Maria Guevara von Ärzte ohne Grenzen: «Die Lieferungen für Covax kommen zum Erliegen, sobald produzierende Länder oder grosse Industrienationen ihre Impfstoffe selber brauchen oder über Gebühr bestellen und dann horten. Ein solcher Mechanismus ist zum Scheitern verurteilt.»

Es gäbe aber noch einen anderen Weg, die Immunisierung der Weltbevölkerung zu beschleunigen. So hat sich die US-Regierung hinter die Forderungen ärmerer Länder und vieler Hilfsorganisationen gestellt, dass Pharmafirmen vorübergehend den Patentschutz auf ihre Corona-Impfstoffe verlieren.

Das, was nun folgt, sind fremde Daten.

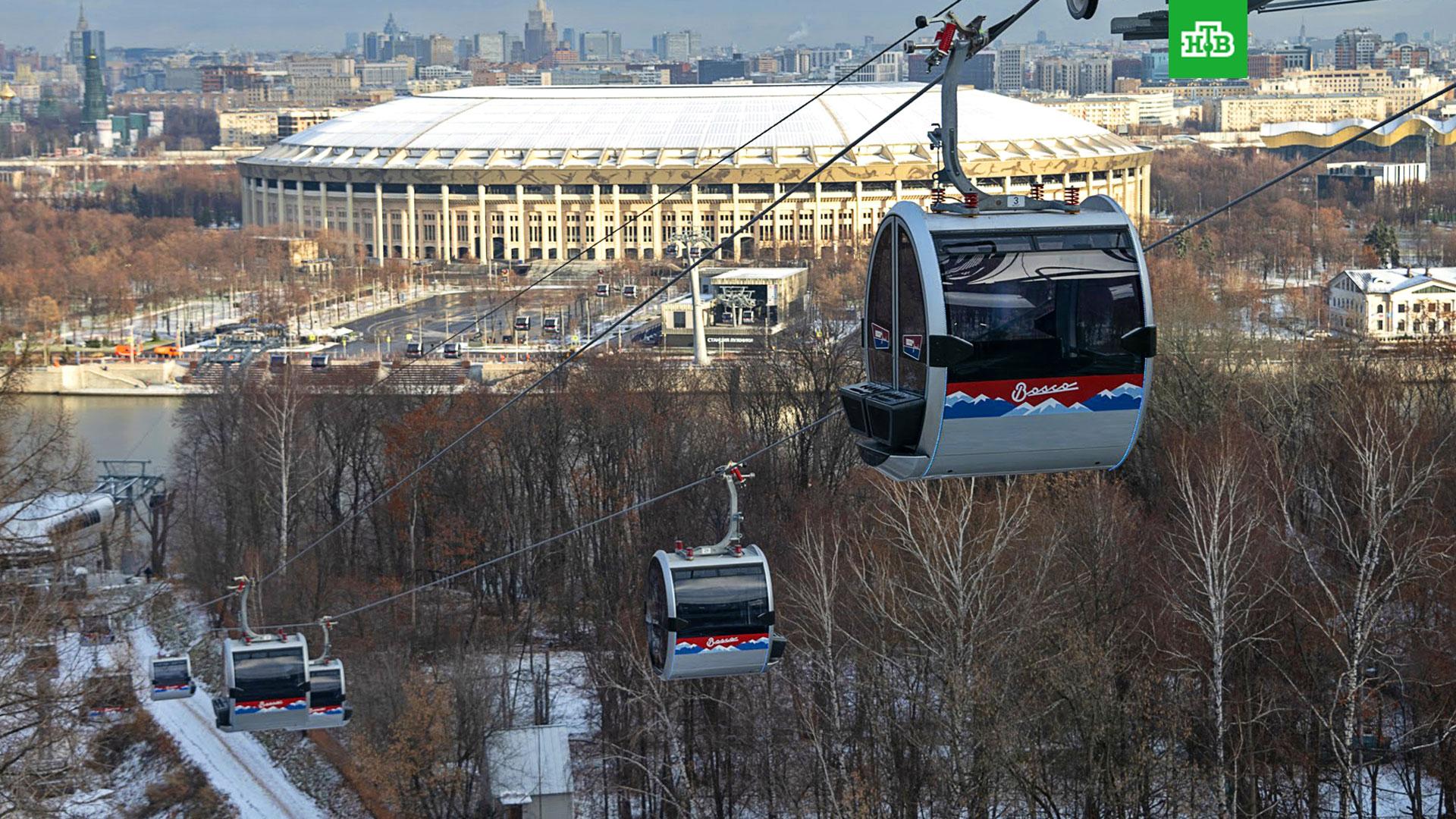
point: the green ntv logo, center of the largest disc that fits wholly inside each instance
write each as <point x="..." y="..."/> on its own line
<point x="1209" y="39"/>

Dann dürften Hersteller in aller Welt die Impfstoffe produzieren, ohne hohe Lizenzzahlungen an Platzhirsche wie Biontech/Pfizer und Moderna zahlen zu müssen oder Klagen zu riskieren. Mehr als 100 Länder haben sich für den Vorstoss ausgesprochen.

Bundesrat will Impfpatente nicht teilen

Widerstand gegen die Initiative kommt aus der Pharmaindustrie und aus Staaten mit einflussreichen Pharmaunternehmen – so auch aus der Schweiz. Bundespräsident Guy Parmelin (61) sprach sich in den vergangenen Wochen dezidiert gegen die temporäre Aufhebung des Patentschutzes aus.

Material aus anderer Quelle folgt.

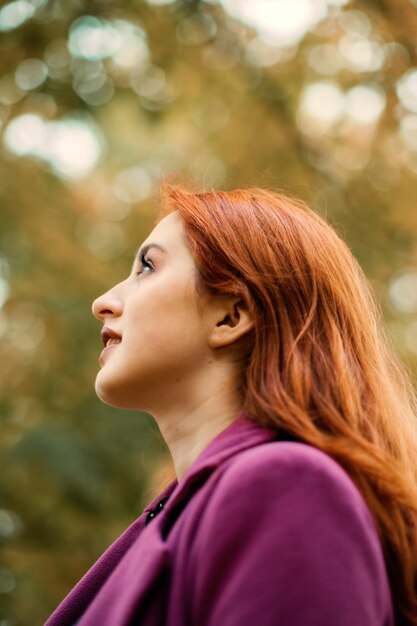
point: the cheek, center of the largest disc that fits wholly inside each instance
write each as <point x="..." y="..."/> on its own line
<point x="163" y="324"/>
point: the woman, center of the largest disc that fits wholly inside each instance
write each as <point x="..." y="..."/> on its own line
<point x="248" y="330"/>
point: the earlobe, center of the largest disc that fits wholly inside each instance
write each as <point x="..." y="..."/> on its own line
<point x="235" y="323"/>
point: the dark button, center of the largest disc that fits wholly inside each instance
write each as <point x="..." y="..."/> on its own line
<point x="154" y="512"/>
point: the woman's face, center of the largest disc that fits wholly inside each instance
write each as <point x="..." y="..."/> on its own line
<point x="163" y="331"/>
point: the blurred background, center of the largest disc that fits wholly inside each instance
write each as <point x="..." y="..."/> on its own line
<point x="99" y="101"/>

«Der Patentschutz ist notwendig für die Innovation – dafür, dass neue Ideen entwickelt und neue Entwicklungen gemacht werden können», sagte Parmelin im Interview mit dem Schweizer Fernsehen. Die Pharmaindustrie – unter anderen Biontech und Moderna – macht geltend, dass die Produktion von Coronavirus-Impfstoffen komplex sei und durch eine Lockerung des Patentschutzes nicht beschleunigt werden könne.

Patrick Durisch (55) von der Nichtregierungsorganisation Public Eye hält dies für ein «billiges Ablenkungsmanöver» und verweist auf brachliegende Produktionskapazitäten von Dänemark bis Südafrika sowie laufende Forschungsprojekte für besonders wirkungsvolle mRNA-Impfstoffe in asiatischen Ländern. «Doch die Pharmaindustrie treibt die Angst um, dass dadurch die Innovation zusammenbricht und Patentfreigaben für Impfstoffe auch in Zukunft erzwungen werden können.» Dies wolle die Pharmabranche tunlichst vermeiden, sagt Durisch.

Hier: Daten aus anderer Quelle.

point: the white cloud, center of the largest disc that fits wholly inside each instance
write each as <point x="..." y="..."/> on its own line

Dass es im Patentstreit bald eine Einigung gibt, ist unwahrscheinlich. Und die Europäische Union machte diese Woche bereits klar, wo ihre Prioritäten liegen: Sie genehmigte trotz eigener Engpässe den Export von mehr als 100 Millionen Dosen Corona-Impfstoff nach Japan, damit die Olympischen Sommerspiele dort wie geplant stattfinden können.